A la faveur de la sortie du Royaume-Uni de l'Union européenne (UE), l'anglais pourrait perdre son statut de langue officielle des institutions de Bruxelles. Mais la langue anglaise dispose de solides atouts pour continuer à régir les travaux des eurocrates.

Si les Britanniques vont bien quitter l'UE, qu'en sera-t-il de l'anglais ? Actuellement, les institutions européennes disposent de 24 langues officielles, dans lesquelles sont systématiquement traduits l'ensemble des textes juridiques de l'UE. Le Parlement européen, par exemple, pratique le « multilinguisme intégral ». Pour devenir une langue officielle européenne, une langue doit d'abord être officielle au sein d'un Etat membre. Ce dernier doit ensuite demander que sa langue soit inscrite au registre européen. Or le Royaume-Uni est le seul pays européen à avoir inscrit l'anglais, même si celui-ci est parlé dans d'autres pays, comme l'Irlande ou Malte. Mais ces derniers ont choisi d'inscrire d'autres langues officielles que l'anglais, en l’occurrence le gaélique et le maltais.

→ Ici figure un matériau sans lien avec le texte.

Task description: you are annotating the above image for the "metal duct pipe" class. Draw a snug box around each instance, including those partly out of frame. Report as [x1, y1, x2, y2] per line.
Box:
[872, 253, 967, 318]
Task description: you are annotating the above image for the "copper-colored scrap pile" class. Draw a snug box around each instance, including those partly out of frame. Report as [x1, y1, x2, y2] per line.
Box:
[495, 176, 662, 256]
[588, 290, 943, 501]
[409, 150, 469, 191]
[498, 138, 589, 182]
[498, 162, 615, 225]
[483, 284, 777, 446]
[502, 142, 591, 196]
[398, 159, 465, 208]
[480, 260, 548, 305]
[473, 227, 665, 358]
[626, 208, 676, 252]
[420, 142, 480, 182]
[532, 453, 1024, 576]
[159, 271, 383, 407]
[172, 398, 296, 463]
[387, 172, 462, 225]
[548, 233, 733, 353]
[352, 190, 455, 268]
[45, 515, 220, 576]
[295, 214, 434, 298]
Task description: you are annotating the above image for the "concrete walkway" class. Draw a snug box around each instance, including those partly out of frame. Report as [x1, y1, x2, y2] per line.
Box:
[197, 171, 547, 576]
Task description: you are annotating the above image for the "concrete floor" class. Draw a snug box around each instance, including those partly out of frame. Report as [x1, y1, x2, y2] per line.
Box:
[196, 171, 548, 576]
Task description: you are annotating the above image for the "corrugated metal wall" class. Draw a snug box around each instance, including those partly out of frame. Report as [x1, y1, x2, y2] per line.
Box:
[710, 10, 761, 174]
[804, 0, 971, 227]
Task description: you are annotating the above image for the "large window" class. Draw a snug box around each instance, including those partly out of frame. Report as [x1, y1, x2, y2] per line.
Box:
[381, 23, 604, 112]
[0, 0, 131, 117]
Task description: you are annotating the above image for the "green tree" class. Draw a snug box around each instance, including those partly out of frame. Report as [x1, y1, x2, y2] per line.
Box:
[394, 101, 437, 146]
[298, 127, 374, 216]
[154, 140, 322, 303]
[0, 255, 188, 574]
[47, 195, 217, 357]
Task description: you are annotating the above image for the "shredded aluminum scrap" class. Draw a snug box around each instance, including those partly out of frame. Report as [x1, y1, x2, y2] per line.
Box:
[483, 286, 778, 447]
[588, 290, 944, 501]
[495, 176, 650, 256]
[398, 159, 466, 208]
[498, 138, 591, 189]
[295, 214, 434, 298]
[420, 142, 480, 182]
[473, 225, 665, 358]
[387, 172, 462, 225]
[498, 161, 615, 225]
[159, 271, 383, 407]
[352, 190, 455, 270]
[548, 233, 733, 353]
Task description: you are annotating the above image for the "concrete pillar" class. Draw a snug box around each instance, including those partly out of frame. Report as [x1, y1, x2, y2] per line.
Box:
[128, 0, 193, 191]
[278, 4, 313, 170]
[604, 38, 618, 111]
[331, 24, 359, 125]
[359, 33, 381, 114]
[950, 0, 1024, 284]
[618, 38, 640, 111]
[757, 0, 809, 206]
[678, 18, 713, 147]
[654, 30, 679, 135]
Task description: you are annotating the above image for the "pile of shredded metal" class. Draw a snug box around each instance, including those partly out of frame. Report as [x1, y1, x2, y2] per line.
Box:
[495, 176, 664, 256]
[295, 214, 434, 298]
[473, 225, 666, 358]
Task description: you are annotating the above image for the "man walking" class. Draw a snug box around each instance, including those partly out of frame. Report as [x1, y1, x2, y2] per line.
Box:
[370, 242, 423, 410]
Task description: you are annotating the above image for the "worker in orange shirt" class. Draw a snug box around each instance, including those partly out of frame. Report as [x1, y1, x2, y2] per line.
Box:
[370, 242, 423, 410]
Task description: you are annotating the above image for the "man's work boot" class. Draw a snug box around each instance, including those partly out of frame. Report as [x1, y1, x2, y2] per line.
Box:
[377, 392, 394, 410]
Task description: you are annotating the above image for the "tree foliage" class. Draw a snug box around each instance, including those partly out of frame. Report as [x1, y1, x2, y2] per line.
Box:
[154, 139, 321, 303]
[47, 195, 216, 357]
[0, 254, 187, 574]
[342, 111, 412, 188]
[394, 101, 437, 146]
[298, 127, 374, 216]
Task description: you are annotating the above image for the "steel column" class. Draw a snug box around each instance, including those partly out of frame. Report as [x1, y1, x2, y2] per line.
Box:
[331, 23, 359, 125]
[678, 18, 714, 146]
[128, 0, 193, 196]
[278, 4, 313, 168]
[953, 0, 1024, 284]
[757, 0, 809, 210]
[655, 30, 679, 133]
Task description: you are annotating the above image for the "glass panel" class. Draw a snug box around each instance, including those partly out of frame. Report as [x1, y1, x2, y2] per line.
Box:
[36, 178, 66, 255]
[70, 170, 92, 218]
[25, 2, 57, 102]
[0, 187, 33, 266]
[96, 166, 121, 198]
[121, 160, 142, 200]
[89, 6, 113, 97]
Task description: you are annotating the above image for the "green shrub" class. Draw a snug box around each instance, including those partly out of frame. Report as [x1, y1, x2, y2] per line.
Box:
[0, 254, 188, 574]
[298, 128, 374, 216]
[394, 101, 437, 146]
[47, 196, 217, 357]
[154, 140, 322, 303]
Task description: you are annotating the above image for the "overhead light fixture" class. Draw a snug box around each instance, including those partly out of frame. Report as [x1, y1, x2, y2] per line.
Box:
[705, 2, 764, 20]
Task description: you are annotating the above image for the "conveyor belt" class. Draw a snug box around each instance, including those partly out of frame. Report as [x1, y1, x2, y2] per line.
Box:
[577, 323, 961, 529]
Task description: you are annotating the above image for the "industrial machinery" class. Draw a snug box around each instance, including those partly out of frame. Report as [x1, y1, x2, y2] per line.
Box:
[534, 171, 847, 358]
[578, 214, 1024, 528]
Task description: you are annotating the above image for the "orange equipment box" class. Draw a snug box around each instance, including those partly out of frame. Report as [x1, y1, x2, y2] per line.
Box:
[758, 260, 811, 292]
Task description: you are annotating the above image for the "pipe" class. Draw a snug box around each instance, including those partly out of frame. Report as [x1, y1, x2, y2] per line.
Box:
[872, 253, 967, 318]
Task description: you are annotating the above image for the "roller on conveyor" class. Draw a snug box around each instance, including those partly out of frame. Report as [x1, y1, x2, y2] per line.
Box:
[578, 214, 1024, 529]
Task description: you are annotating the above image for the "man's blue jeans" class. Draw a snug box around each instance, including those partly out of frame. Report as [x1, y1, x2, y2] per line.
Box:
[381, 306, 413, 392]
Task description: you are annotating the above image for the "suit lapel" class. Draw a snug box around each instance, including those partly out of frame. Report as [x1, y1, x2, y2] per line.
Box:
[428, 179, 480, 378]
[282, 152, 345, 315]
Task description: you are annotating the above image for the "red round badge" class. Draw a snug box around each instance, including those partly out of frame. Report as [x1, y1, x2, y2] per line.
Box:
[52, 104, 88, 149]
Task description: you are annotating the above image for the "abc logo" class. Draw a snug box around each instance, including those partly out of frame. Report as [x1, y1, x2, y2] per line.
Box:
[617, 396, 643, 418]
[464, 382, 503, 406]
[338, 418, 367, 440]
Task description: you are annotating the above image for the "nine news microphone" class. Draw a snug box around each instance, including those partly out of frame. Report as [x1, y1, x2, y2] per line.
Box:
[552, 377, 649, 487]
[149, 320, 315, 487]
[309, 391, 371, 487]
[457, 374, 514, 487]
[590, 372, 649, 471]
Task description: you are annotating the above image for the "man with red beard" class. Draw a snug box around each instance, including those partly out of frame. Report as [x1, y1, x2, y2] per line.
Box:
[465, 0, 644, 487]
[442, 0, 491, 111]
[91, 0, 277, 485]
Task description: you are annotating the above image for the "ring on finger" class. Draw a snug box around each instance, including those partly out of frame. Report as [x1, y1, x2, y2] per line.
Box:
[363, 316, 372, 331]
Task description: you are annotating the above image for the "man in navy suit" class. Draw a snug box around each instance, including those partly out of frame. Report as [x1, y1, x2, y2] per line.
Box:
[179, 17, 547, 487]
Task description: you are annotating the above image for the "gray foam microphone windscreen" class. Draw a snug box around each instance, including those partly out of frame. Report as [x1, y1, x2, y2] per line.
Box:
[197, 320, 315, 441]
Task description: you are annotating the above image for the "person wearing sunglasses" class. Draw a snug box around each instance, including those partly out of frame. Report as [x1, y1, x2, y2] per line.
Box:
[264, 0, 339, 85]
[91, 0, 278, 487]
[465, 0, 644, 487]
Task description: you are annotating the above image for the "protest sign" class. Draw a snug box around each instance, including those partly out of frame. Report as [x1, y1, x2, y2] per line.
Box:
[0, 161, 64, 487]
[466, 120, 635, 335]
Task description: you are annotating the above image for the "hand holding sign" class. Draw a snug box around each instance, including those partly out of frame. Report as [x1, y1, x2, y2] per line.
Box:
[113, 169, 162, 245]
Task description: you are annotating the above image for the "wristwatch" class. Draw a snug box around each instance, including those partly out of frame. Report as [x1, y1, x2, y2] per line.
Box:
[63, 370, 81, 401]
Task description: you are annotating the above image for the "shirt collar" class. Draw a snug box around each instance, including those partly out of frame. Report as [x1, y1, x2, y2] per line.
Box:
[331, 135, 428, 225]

Plusieurs responsables politiques français ont ainsi, depuis l'annonce de la victoire du Brexit, demandé à ce que l'anglais disparaisse du registre des langues officielles de l'UE. Le maire de Béziers, Robert Ménard, a ainsi déclaré que « l'anglais n'avait plus aucune légitimité à Bruxelles ». A l'autre bout du spectre politique, Jean-Luc Mélenchon a déclaré, pour sa part, que « l'anglais ne peut plus être la troisième langue du Parlement européen ». Si l'eurodéputé se trompe d'institution – il ne s'agit pas du Parlement européen, ou le multilinguisme intégral est de règle, mais de la Commission européenne –, il met le doigt sur une réalité : avec le français et l'allemand, l'anglais est bien l'une des trois langues de travail originelle des commissaires.

L'anglais menacé par le français ?

Si la règle est claire, la disparition de l'anglais comme langue de travail à Bruxelles ne semble pas pour demain. De fait, la langue anglaise dispose d'une quasi-hégémonie parmi les décideurs européens. Présente sur tous les sites internet officiels européens, elle est aussi utilisée comme langue de travail pour la discussion et le vote de la plupart des textes. De plus, la Commission européenne a publié, en 2012, un rapport selon lequel près de quatre Européens sur dix, originaires de pays non-anglophones, parlaient l'anglais, en faisant de fait la langue la plus parlée au sein de l'UE. Même s'ils seront désormais les seules langues officielles de la Commission, le français et l'allemand ont donc peu de chances de supplanter, à court terme, l'usage d'un « euroglobish » qui s'est peu à peu imposé dans toutes les arcanes du pouvoir bruxellois.